On my late-March trip down to DC with a group of kids, we shared the train with an exuberant group of middle schoolers from a mostly-black urban school in Hartford. They were awesome. It was clear that they’d worked hard to pull together enough cash to go on this trip to the capital; for most of them it was the farthest they’d been from home in their lives. They did it on a shoestring budget, much more lean than the $800 a kid I’d had to work with. Car washes, bake sales, incredible wrangling every step of the way.
On the way home, one or two teachers rounded up everyone and made them get out ire worksheets. They turned the train car into an impromptu classroom. And my students, my colleague and I listened in astonishment and mild horror as the teacher read out a list of around 100 questions about Washington, DC monuments, architecture, and trivia.

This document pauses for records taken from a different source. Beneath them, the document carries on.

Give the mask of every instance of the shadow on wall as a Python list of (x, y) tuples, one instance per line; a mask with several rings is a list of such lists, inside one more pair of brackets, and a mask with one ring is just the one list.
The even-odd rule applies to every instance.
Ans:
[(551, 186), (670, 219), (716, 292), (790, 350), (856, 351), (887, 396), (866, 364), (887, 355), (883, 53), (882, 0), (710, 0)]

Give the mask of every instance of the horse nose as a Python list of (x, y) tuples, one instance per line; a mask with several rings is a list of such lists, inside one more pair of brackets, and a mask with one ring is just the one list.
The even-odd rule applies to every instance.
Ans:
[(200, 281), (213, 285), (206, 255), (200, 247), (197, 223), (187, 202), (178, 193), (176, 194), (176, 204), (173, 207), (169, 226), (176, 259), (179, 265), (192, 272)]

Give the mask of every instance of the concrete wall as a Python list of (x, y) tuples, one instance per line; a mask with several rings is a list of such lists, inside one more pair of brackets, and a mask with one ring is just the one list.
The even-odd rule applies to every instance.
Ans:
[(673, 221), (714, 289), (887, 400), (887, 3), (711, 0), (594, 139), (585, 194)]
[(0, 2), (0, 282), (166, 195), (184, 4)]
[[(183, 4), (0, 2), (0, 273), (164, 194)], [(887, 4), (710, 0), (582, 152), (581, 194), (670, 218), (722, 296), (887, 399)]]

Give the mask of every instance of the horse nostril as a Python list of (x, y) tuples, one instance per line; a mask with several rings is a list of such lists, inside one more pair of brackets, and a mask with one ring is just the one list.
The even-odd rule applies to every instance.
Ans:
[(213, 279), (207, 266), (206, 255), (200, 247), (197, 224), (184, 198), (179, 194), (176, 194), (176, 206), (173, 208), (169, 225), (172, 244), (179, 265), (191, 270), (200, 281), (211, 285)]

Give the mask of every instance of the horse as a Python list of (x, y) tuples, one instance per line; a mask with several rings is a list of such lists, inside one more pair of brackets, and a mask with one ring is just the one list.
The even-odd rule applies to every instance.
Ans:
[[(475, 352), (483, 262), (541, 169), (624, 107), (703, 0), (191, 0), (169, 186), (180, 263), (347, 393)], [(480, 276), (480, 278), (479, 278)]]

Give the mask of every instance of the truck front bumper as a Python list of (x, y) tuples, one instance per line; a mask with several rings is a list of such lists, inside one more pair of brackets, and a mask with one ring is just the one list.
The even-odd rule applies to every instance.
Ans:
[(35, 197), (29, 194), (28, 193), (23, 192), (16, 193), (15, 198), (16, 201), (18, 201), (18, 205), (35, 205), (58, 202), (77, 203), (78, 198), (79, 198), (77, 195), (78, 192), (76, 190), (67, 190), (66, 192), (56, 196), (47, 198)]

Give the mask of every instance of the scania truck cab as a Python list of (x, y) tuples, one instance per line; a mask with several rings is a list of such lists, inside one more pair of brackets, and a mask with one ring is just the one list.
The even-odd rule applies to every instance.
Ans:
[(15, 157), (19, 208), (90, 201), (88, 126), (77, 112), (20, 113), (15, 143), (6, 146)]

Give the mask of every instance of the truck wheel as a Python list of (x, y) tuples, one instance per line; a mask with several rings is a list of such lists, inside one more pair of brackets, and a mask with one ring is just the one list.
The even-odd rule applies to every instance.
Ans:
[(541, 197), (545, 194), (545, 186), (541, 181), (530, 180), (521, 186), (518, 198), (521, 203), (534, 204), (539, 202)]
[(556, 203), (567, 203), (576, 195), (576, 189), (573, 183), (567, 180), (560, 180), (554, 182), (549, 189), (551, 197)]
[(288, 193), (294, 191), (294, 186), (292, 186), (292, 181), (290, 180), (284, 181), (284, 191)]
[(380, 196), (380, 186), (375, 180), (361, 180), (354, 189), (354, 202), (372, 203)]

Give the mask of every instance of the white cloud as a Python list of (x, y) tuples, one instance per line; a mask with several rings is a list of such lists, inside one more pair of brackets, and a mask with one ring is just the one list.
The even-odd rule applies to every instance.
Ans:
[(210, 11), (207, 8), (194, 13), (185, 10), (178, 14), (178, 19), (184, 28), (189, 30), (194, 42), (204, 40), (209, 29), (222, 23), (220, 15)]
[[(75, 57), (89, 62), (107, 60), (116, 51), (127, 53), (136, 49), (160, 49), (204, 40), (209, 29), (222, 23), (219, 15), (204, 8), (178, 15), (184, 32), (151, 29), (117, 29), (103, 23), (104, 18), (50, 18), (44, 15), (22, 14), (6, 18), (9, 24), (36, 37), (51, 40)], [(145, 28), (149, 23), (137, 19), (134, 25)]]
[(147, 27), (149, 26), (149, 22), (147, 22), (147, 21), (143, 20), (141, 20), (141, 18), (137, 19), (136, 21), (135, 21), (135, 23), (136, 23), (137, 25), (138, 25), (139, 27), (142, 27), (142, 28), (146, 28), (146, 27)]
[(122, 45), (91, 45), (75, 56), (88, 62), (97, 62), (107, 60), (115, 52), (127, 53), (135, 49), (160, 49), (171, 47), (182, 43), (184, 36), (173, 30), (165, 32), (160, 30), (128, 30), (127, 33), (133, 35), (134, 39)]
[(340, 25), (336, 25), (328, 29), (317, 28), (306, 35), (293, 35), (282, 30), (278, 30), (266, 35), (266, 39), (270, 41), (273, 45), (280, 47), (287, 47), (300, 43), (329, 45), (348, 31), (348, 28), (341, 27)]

No questions about Congress, or the Supreme Court, or the presidency. It was all “how high is the Washington monument?” and “when were the cherry trees planted round the Tidal Basin?” my colleague and I listened to the groans and dismay as it became clear that this was a marathon trivia search for kids, and most of them had no idea what the answers were.
And of course you’re thinking, “that’s an incompetent teacher right there! She’s one! Exhibit A! Look with your eyes open, kid!”
Oh. But hold on.
This teacher was not one of the lead organizers, from what I understood. Yet she felt she needed to contribute something to this trip. She found a niche for herself. She found a website with a bunch of questions about DC, and she was going to quiz the kids on them on the train ride home. She was going to turn a crowded train car at the end of a weeklong field trip into a mobile classroom for an hour.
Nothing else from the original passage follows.